Olá, companheiros dessa longa jornada pelo ermo! Hoje vamos conversar um pouco sobre o brutamonte. Hoje o negócio é literalmente tiro, porrada e bomba. Quando a treta pegar na arca, quando o papo furado do negociante não funcionar ou o chefão forçar demais a barra com seus parceiros, o brutamonte é o cara para quem todo o grupo vai olhar. É só observar para a pericia de especialista desse papel e já temos uma ideia de como pode ser divertido viver um personagem desses.
Com Intimidar, você usa sua presença física em uma situação de barganha para forçar o inimigo a fazer sua vontade, seja lá o que você quer dele, que entregue o objeto valioso que você tanto deseja ou que saia correndo depois de borrar suas calças (sim, você é assustadoramente forte e só bater o pé já resolve em grande parte das vezes). Para quem está começando no jogo, situação de barganha é como chamamos quando há um conflito social, quando alguém tenta manipular a vontade do outro a seu favor seja intimidando, chantageando ou oferecendo algo valioso em troca.
Quando o brutamonte usar sua intimidação com essa finalidade e obtiver sucesso, apenas duas alternativas restam ao pobre coitado: obedecer ou cometer o ato desesperado de atacar. Você pode ainda obter façanhas e com elas provocar valiosos pontinhos de dúvida em seu alvo, subjugando-o à sua vontade, mas cuidado, nada será esquecido no dia de amanhã e o que você faz hoje certamente terá volta.

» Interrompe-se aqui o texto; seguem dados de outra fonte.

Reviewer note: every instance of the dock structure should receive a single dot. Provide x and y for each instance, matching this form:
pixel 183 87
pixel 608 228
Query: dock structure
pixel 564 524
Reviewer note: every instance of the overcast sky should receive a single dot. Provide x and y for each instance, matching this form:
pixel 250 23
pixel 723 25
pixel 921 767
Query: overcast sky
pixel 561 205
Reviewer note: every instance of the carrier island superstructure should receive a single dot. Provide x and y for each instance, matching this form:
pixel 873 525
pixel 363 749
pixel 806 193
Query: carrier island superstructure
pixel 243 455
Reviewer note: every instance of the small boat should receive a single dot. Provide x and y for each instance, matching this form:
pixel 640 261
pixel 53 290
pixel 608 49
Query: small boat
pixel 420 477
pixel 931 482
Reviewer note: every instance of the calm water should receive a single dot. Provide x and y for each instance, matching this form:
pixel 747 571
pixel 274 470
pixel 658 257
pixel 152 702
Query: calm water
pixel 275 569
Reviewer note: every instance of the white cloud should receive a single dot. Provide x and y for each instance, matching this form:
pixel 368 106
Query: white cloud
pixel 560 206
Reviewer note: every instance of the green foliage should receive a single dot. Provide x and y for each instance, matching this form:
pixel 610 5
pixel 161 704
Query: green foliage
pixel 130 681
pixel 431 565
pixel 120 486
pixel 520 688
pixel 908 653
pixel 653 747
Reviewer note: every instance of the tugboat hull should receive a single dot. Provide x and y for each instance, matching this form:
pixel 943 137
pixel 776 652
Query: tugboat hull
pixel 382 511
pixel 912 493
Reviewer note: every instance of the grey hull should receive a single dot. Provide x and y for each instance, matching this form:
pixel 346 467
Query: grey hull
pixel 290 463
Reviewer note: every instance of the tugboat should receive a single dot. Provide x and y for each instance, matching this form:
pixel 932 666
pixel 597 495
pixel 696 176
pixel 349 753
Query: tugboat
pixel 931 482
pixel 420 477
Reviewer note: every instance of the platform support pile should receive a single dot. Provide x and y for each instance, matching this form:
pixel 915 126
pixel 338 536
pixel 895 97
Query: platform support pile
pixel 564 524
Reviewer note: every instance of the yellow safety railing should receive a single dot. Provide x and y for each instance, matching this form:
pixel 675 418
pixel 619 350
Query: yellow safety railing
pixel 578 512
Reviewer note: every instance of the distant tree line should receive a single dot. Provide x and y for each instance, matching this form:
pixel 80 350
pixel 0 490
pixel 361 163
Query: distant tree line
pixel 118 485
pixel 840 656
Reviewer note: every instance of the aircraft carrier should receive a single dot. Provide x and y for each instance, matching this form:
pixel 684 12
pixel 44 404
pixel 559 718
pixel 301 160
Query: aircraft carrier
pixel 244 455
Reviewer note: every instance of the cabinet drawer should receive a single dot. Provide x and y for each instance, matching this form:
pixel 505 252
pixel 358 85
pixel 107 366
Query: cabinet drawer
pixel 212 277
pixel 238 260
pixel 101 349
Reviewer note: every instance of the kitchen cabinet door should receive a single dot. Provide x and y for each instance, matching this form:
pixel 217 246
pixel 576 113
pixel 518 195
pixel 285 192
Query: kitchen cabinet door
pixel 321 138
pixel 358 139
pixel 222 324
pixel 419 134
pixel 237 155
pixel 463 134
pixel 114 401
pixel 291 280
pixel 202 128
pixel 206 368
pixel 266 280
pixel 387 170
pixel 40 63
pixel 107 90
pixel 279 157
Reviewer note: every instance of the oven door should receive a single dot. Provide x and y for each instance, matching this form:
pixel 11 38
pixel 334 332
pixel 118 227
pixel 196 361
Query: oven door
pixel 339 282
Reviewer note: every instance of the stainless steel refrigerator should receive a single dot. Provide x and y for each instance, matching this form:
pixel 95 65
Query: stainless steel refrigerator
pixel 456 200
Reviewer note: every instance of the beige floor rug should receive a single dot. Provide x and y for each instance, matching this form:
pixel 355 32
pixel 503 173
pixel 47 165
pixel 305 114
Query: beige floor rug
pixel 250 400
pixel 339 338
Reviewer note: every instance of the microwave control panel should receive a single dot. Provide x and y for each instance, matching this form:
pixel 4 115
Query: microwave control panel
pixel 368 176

Olhe com cuidado na lista de talentos do brutamonte, Jeitinho Meigo é um casamento perfeito se o que você gosta é de mostrar sua marra por aí. Com esse talento, é possível provocar um ponto adicional de dúvida ao usar Intimidar. Essa não seria a minha primeira escolha como brutamonte já que, como eu sempre digo, você começa o jogo ruim em tudo (sobreviver é preciso, meus amigos), mas cito primeiro aqui porque o talento funciona muito bem com a perícia Intimidar.
Seguindo com os talentos específicos do papel, minha primeira opção seria sempre Golpe Surpresa, afinal de contas quase sempre tudo acaba em porrada na vida de um brutamonte. Mesmo o cara intimidado pode não ceder e a coisa vai acabar no braço, algumas vezes literalmente (acredite, pode ser que um dia você bata com tanta força que seu machado fique preso entre os ossos de seu inimigo), e se tenho músculos vou usá-los sempre que for necessário, e mesmo quando não for se o que eu quiser for simplesmente entortar a cara do negociante que anda espalhando rumores sobre mim pela arca. Quase nunca o chefão vai contratar meus serviços para bater papo com o rival, então ter um talento que aumente meu dano desarmado é muito útil.
Por fim, temos o talento Atravessar. Confesso que ainda sinto muita falta de um papel voltado para as armas de fogo no jogo, ainda que estejamos em um mundo de armas sucateadas e de certa forma escassas, então a perícia e os talentos do brutamonte acabam valorizando, na verdade, porrada e mais porrada, mas Atravessar abre um pouco esse leque de construção do personagem. Com esse talento, seu brutamonte conseguirá se mover utilizando Força no lugar de Agilidade. Sim, você será não apenas forte, mas incrivelmente rápido. Alguém já deve estar se perguntando: Mover também é utilizado para conduzir automóveis, vou poder combar com esse talento? Eu permito na minha mesa, custa bem caro adquirir um talento e se vai ser divertido vamos que vamos dirigir usando Força no lugar de Agilidade.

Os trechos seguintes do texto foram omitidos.